I find the NYC new music scene totally thrilling. I feel like I’m in the middle of something big that is happening and I couldn’t be more grateful for that. I think everyone in the music community right now is struggling to reevaluate what is important; not just in music, but in communities and in perception and in relationships and in the ways that music reaches an audience. My prediction is that we will look back on this time as one of transformation with Brooklyn being at the heart of the change. I’m not someone who can be an artist in a vacuum. My colleagues have an enormous influence on me and in Brooklyn everyone is at the top of his or her game. That energy really keeps me going and encourages me to work harder.

I love your Open Systems quartet for the JACK Quartet based on principles in physics. Could you describe how you decided upon physics as your inspiration? Did you have an earlier interest in physics?

I love a lot of scientific topics in a very layman way. I think that science and art are wonderful bedfellows because they are both focused on understanding the world and making connections. Both have these aspects of concreteness and practicality that can so quickly bottom out and give over to incomprehension and abstraction.

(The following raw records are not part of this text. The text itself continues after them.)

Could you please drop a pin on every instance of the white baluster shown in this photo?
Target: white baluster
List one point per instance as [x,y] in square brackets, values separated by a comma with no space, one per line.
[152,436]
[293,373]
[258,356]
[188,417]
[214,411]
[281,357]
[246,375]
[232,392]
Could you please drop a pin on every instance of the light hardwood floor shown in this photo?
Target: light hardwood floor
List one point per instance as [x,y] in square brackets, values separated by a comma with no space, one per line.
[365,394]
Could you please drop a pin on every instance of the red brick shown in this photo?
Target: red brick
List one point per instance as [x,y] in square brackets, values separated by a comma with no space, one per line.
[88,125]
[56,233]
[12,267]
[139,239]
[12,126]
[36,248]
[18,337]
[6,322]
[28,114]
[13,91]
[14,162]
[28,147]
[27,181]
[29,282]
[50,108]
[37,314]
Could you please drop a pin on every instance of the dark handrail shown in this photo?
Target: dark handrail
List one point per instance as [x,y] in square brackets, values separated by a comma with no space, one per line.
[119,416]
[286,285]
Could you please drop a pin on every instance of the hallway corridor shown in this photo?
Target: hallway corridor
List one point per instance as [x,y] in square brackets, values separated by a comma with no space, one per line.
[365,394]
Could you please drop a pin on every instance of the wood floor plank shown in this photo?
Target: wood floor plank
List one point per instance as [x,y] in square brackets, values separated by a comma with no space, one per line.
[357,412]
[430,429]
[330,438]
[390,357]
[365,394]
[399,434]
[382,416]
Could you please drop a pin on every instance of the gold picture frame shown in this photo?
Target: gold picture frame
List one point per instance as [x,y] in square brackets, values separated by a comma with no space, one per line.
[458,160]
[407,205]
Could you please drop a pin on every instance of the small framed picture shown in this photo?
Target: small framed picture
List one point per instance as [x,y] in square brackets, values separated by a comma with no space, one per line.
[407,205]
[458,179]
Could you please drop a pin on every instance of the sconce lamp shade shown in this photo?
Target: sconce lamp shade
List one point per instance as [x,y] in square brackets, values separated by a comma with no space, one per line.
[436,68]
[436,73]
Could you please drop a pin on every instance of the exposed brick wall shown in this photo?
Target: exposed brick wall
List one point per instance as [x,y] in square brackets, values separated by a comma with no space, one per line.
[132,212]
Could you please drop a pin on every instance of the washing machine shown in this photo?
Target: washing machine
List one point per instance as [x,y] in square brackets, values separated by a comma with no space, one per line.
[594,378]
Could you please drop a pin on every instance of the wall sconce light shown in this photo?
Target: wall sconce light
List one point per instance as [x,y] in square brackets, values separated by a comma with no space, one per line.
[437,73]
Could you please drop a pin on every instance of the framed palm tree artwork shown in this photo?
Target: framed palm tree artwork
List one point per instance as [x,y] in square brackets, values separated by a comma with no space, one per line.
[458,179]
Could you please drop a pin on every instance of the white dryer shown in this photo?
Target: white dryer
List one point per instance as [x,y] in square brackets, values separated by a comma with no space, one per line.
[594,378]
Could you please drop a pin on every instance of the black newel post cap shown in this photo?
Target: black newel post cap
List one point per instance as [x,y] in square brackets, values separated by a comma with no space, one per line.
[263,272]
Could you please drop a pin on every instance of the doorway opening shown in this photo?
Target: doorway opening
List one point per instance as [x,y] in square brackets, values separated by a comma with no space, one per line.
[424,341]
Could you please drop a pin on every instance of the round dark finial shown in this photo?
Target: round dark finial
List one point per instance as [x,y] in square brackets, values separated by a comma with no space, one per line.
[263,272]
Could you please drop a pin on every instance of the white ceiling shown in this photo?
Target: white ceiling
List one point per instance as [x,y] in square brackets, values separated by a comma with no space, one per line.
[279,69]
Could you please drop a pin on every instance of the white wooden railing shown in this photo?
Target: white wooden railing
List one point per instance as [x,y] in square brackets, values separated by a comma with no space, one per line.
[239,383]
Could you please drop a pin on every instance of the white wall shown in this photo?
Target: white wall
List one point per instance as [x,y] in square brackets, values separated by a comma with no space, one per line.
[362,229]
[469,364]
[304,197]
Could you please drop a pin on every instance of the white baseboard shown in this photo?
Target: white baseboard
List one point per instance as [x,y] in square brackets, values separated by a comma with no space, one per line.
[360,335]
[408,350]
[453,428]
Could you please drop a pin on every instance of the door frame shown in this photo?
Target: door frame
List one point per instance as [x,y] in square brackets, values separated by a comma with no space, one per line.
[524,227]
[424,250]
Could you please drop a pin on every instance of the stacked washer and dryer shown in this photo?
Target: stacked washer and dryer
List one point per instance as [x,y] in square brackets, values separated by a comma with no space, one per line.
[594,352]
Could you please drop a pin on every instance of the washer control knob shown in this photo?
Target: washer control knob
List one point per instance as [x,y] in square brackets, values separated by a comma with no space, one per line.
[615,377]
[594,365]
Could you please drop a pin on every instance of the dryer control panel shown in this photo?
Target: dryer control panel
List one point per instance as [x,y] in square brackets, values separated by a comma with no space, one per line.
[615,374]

When I wrote Open Systems I was thinking back to learning about electrons in high school. The way electrons jump between atomic orbitals reminds me of harmonic nodes on strings and polyrhythms that may or may not line up at certain points. Open Systems was just about exploring the idea of the uninhabited space between distinct points, between connection and disconnection.

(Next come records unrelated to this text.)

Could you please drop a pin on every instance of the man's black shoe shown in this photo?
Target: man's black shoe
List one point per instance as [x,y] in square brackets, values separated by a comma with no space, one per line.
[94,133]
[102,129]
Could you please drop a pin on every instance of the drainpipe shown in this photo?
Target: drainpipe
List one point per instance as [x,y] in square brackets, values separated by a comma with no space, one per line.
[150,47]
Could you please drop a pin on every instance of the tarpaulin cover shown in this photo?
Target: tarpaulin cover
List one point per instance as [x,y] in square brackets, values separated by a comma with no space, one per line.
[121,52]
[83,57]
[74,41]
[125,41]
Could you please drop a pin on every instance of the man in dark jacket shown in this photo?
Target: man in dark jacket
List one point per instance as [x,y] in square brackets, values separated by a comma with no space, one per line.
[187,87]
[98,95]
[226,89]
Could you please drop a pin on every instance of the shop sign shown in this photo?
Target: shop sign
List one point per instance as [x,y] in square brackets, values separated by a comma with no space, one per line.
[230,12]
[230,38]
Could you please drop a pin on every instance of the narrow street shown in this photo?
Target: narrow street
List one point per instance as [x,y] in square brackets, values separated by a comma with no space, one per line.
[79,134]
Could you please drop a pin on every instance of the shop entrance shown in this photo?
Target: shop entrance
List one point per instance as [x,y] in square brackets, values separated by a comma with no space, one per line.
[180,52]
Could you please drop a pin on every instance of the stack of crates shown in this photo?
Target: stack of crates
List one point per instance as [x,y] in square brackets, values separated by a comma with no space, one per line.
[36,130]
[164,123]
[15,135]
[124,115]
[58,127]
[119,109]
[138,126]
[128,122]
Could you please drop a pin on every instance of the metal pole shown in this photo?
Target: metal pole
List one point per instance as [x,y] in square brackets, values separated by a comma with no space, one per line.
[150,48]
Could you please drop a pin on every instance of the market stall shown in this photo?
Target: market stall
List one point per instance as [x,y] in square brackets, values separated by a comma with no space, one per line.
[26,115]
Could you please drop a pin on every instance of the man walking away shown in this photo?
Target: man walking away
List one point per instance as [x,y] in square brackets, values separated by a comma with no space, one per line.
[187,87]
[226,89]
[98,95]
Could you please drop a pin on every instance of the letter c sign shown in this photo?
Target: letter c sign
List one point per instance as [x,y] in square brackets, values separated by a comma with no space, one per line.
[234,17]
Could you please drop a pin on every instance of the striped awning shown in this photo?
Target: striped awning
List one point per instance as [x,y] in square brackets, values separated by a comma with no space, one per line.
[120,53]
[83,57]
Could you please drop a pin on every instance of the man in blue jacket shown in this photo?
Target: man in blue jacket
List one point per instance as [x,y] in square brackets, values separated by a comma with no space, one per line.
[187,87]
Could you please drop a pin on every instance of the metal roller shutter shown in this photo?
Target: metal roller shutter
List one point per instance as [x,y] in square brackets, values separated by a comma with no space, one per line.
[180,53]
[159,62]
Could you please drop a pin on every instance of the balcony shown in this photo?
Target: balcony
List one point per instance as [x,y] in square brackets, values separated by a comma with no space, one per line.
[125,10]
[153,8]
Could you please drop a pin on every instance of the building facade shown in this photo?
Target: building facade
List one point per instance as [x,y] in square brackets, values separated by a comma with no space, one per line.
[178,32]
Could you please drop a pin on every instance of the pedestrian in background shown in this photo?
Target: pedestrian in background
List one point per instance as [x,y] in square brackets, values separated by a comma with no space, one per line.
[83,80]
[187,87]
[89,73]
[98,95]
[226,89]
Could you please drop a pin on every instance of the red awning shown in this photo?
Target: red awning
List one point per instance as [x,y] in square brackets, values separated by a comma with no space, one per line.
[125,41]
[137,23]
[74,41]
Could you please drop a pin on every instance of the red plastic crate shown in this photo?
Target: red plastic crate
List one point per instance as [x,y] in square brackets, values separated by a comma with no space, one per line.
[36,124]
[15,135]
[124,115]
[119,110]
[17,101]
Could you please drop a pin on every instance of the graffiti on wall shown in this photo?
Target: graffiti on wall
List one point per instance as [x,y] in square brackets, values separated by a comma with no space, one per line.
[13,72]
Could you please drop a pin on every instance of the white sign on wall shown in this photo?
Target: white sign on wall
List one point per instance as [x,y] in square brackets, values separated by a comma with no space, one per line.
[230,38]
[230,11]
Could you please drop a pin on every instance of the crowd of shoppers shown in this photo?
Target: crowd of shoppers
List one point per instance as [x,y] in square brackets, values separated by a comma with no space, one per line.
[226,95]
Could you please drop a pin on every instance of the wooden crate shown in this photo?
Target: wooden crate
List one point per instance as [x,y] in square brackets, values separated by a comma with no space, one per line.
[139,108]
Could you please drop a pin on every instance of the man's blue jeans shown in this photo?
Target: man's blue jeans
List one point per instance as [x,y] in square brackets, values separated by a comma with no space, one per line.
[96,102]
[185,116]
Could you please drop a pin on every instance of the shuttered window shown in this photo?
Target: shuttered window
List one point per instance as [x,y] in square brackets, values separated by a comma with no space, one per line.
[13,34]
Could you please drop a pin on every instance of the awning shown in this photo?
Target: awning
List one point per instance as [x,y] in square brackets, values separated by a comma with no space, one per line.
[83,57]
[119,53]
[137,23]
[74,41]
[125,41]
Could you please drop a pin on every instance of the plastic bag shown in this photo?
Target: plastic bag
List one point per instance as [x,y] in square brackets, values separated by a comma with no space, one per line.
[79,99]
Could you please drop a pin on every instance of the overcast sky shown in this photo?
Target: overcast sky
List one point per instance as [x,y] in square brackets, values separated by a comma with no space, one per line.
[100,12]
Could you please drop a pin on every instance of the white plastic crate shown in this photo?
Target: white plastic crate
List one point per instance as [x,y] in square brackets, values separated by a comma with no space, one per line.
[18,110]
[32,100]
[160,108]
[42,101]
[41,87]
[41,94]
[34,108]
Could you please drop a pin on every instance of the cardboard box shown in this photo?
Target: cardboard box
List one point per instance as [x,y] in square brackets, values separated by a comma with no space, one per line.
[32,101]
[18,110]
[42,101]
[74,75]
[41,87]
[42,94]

Could you describe your Residency project at Brooklyn Youth Chorus Academy?

My project is still very much in the planning stages and hasn’t been full approved by BYCA yet, so I don’t think I should say anything here other then that I am very excited about it! I hope to have more details to announce soon.

What are some upcoming works or concerts for you and W4?

In addition to my BYCA project, I am at work on a W4 benefit concert and second anniversary celebration coming up on November 27th at Glenn Cornett’s space Spectrum at 121 Ludlow Street. My piano piece for Helena Basilova will be premiered there. We also have a very exciting concert coming up in early 2013 featuring a baroque ensemble performing new works. The composers being presented on that concert are Caroline Shaw, Timo Andres, Tristan Perich, Matt Frey and I. This spring I will begin a collaboration with the playwright Jane Alden on creating a score for her adaptation of “Alice in Wonderland.”

There will be more to announce soon, but that’s about all I can say for now!